An iPhone App from idea to App Store: in 24 hours

Steven Curtis
4 min readJan 31, 2019

Late last Wednesday morning I wondered if it might be possible to create a fully-featured App from inception to App store. I thought that I might make something fun, but did not really think that I could get something App Store ready in that time. However, it has been some time since I uploaded something to the App Store (icons included) so it might well be a good idea to get some practice in doing so.

Idea

I’ve created a number of educational Apps that have hit the App store, some more successful than others. GCSE computer science includes hexadecimal, so why not make a quick activity where the student can match a hex string to the matching colour? Quick fire, and could be used as a discussion for a teacher on an interactive whiteboard.

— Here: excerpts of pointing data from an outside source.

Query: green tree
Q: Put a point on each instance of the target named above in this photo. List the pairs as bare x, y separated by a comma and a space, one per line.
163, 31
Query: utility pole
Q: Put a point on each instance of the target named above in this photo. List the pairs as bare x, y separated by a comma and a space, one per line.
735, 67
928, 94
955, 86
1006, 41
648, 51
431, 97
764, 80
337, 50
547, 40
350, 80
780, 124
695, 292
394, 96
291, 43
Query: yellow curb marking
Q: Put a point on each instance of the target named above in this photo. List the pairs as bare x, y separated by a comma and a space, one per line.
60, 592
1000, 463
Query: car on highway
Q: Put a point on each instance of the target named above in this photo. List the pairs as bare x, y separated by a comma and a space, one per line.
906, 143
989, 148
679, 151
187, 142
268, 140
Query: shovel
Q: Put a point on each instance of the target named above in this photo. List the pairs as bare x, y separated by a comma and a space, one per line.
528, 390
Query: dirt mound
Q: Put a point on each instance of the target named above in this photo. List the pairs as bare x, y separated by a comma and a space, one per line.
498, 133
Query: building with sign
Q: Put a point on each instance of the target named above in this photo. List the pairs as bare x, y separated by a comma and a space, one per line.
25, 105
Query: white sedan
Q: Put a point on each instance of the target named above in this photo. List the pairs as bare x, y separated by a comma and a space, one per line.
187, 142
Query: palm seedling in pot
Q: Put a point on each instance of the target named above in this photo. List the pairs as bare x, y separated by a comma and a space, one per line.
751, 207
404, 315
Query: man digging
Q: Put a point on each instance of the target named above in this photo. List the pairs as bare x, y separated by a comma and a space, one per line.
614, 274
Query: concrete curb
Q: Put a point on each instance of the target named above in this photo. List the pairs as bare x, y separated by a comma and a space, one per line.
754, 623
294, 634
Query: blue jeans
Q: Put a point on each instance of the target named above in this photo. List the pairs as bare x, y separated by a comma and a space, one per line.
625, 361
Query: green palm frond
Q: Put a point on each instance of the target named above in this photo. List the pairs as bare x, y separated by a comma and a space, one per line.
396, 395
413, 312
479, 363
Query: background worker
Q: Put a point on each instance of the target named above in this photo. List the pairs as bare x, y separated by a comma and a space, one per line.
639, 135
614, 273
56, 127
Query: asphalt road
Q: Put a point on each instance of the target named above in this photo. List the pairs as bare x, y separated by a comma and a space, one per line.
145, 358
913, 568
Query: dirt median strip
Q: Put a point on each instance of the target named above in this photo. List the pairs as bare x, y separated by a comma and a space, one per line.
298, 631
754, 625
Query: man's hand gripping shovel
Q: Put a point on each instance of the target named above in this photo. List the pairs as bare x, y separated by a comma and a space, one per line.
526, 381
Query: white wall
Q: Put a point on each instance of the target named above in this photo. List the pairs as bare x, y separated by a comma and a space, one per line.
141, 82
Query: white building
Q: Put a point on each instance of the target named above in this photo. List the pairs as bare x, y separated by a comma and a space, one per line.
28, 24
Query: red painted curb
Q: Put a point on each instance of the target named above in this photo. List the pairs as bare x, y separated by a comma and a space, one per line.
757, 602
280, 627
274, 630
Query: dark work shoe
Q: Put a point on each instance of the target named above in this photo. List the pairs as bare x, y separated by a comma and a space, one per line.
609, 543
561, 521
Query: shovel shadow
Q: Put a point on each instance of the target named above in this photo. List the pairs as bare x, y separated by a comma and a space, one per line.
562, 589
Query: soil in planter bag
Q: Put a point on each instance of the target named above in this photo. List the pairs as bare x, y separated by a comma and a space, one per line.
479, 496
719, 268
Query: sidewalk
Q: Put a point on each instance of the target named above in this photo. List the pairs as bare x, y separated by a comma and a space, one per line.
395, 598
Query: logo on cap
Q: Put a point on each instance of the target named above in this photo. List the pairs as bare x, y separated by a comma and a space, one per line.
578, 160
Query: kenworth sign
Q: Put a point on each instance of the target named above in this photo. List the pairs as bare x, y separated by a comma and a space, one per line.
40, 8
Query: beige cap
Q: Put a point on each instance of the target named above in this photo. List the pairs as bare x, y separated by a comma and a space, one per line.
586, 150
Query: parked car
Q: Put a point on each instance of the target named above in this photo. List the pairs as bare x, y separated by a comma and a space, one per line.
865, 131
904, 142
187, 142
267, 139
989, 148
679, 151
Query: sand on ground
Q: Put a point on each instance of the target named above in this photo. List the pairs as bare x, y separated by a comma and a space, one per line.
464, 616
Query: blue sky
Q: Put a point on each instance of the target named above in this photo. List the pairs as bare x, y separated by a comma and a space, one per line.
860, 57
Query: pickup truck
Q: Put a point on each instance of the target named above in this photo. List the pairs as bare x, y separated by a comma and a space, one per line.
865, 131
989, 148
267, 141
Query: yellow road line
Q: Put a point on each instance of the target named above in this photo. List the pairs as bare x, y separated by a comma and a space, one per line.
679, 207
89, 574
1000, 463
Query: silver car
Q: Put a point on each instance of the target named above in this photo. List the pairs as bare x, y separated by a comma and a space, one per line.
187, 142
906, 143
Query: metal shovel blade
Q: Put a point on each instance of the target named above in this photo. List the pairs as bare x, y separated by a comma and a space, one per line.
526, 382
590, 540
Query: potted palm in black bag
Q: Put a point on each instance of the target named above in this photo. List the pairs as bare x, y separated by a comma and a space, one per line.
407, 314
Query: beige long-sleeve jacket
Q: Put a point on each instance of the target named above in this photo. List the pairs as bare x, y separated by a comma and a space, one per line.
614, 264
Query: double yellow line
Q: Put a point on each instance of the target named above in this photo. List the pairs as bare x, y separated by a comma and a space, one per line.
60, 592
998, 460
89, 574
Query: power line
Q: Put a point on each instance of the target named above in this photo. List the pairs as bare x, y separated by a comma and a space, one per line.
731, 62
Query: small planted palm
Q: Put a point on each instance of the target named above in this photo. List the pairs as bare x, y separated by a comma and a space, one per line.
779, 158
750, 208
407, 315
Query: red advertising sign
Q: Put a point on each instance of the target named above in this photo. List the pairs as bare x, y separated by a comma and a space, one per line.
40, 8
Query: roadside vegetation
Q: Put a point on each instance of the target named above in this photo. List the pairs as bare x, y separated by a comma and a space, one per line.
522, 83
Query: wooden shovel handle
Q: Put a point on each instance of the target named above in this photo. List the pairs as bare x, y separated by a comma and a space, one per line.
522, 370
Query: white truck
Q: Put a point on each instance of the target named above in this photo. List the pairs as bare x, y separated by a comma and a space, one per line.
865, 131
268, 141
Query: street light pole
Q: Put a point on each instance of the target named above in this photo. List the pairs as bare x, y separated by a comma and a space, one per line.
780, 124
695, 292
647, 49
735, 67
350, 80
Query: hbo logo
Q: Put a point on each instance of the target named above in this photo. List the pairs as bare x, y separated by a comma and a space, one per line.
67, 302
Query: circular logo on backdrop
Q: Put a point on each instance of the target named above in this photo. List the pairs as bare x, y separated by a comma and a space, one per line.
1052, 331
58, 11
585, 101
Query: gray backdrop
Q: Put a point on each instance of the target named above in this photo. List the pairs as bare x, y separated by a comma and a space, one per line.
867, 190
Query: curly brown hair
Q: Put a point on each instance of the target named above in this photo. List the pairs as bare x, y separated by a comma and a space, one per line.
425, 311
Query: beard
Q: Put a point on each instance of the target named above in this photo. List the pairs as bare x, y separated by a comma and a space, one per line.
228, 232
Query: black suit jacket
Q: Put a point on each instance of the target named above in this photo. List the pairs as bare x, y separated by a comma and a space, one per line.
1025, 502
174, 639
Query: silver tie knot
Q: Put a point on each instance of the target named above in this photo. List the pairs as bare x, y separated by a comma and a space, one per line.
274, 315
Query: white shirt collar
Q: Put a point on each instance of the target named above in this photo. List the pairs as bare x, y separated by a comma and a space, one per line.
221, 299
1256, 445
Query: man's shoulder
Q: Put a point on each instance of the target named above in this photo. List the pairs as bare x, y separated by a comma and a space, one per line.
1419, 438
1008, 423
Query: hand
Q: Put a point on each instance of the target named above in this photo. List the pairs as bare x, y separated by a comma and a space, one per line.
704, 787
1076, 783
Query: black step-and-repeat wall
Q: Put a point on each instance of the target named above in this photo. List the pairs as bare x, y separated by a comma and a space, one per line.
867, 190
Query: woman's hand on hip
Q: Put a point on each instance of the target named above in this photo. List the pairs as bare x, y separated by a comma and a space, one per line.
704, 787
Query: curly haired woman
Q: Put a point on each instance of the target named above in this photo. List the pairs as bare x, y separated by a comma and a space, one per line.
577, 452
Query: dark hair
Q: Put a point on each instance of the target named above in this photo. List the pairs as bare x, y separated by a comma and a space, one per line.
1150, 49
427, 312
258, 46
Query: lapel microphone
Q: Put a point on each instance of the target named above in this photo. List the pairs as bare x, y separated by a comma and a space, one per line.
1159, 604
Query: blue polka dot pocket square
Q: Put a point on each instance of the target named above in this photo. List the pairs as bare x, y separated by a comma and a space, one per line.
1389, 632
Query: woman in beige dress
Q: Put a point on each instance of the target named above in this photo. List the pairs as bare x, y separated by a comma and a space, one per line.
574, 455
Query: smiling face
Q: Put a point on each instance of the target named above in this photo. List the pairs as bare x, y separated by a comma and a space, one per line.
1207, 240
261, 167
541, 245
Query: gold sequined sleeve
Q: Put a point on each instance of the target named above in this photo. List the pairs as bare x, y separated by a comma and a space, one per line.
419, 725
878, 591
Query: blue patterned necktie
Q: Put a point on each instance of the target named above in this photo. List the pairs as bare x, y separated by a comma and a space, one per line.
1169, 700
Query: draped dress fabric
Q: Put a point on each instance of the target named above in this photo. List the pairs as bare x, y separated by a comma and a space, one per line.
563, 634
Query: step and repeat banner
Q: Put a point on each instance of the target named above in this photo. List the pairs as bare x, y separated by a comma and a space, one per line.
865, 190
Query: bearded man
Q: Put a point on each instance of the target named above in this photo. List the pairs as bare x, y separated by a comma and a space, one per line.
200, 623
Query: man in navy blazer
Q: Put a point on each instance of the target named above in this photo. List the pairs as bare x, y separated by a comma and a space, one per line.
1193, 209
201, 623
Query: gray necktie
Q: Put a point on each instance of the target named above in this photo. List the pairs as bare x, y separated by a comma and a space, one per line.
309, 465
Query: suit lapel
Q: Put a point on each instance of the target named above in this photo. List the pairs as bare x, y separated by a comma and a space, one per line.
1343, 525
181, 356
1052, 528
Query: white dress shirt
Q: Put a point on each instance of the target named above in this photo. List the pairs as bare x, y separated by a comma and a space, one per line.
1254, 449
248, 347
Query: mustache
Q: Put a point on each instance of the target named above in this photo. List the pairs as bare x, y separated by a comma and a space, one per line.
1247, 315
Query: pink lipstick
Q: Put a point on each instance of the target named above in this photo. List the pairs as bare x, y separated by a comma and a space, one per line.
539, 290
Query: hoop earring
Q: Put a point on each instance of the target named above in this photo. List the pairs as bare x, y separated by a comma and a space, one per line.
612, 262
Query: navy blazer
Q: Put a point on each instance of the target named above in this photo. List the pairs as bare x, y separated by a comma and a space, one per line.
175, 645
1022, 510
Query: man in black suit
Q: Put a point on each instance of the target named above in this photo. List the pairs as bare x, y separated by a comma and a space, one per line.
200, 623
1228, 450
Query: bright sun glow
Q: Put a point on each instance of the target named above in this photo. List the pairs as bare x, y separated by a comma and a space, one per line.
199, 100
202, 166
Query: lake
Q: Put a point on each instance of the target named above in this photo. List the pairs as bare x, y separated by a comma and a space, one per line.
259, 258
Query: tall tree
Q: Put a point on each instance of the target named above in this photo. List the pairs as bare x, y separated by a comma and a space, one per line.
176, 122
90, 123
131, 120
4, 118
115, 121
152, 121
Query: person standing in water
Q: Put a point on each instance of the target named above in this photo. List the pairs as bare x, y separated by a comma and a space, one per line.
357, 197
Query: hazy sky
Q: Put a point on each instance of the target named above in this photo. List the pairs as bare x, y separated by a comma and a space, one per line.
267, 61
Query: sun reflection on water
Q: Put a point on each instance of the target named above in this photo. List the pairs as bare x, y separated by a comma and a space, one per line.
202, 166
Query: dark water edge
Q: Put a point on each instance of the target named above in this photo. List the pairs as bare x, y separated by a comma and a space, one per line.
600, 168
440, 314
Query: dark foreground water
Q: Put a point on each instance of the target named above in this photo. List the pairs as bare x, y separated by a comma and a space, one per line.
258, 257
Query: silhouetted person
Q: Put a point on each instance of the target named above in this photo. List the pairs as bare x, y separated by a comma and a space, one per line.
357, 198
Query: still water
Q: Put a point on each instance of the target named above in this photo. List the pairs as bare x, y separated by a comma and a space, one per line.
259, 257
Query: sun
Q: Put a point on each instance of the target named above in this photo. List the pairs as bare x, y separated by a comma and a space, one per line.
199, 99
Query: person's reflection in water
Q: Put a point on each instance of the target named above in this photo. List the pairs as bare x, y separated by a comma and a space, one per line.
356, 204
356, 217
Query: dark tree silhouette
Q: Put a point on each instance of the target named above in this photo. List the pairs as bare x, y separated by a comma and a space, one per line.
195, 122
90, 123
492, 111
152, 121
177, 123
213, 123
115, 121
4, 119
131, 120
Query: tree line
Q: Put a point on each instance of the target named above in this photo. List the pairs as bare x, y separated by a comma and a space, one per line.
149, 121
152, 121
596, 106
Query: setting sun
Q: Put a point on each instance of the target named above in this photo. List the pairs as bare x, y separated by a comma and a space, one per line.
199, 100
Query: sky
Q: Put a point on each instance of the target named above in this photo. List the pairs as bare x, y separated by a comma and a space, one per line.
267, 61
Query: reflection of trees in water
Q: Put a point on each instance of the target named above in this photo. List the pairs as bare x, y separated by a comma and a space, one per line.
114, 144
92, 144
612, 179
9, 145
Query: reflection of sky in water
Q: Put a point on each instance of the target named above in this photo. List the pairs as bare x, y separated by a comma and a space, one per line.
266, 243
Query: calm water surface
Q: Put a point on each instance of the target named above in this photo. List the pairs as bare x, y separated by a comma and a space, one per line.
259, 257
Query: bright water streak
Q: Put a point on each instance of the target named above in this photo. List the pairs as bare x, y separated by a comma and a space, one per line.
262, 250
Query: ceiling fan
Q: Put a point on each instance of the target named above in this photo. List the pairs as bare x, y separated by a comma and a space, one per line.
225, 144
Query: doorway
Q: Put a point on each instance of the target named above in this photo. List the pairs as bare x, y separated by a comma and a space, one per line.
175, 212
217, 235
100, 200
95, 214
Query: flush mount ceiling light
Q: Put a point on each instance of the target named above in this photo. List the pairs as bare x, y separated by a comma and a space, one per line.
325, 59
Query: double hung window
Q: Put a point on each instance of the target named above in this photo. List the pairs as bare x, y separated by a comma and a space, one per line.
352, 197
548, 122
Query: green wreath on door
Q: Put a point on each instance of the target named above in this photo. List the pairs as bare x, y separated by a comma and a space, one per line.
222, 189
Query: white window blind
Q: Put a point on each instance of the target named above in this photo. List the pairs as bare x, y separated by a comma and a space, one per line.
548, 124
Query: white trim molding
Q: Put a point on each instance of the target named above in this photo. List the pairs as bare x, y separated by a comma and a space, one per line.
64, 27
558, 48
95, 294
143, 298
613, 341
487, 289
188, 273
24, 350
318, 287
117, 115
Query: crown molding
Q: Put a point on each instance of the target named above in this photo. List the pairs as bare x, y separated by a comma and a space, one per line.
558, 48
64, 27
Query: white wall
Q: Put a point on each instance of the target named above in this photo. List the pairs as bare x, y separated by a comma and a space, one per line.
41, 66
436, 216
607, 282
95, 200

A colour written as a hex string appears. Can you press the coloured block to identify it?

Could you identify these colours…in hex?

Design

There are no large technical challenges here — the design and implementation were all about speed, perhaps just convert UIColor to a hex string by an extension. I’ll make sure my game is reusable by putting it in a container (I might use it for a larger colours match game later), and keep my business logic separate from the viewcontrollers as much as possible.

Implementation

I’ve always been surprised that developers (even on tiny projects such as this) do not make their Apps universal for both iPad and iPhone. Although this App will be totally free (not even supported by adverts), restricting the audience is just leaving money on the table.

To make sure my App is compatible with both devices I decided to use constraints, and most importantly those around the container view (that house the main game screen rather than the UI) need to be proportional according the device that it is deployed within.

From a coding point of view, I used a UICollectionViewController for the blocks that appear. This means it is easy to detect when the user presses one of them (through didSelectItemAt) and display the elements which were sized according to the number of pieces the player wanted to play the game with. I centered items horizontally in the collectionview, but on the todo list is to centre them vertically too. I was short of time to meet my goal, I hoped that cutting corners like this would not prevent my App from appearning on the store!

Bugfix

The correct answer is generated randomly by a custom function that returns a UIColor. While playing the (almost finished) game I noticed that the game always presented the same answer! What could be going wrong? The randomColor function was actually really simple. I looked into the function, and wrote (too late) some tests. It worked perfectly.

I soon found the issue.

Rather than writing out a function stub for randomColor while developing, for speed I decided to just hard code a correct colour, and once I wrote randomColor would hook it up later.

Lesson learnt for the next App, more speed less haste!

Silly bugs: Ok if there is a lesson learnt!

Upload

The upload process involves creating icons, screenshots and making sure that the App is of suitable quality. I quickly produced these artefacts as I did not think that it would pass review — but why not try and find out?

At this point I’d spent around 4 hours on the App. Surely it isn’t possible to gain App store approval in 20 hours?

Publishing

Apple’s review and publishing of the App to the store was lightning fast.

Waiting for review to ready for sale in 16 hours? Wow!

I can now see the fruits of my labour on the App store, and I’ll be able to watch those downloads fly in.

Summary

I wouldn’t say that this is a good idea for promoting your business, I didn’t spend sufficient time writing the description (one line?), the screenshots are awful and the whole App simple.

The interesting part is that if you have enough experience you can still get an App to Apple devices with what amounts to half a day of work, a Mac and a $100 developer licence despite Apple’s documentation making it look like the process is difficult and failure prone.

Want to make an App? I’d say just go for it!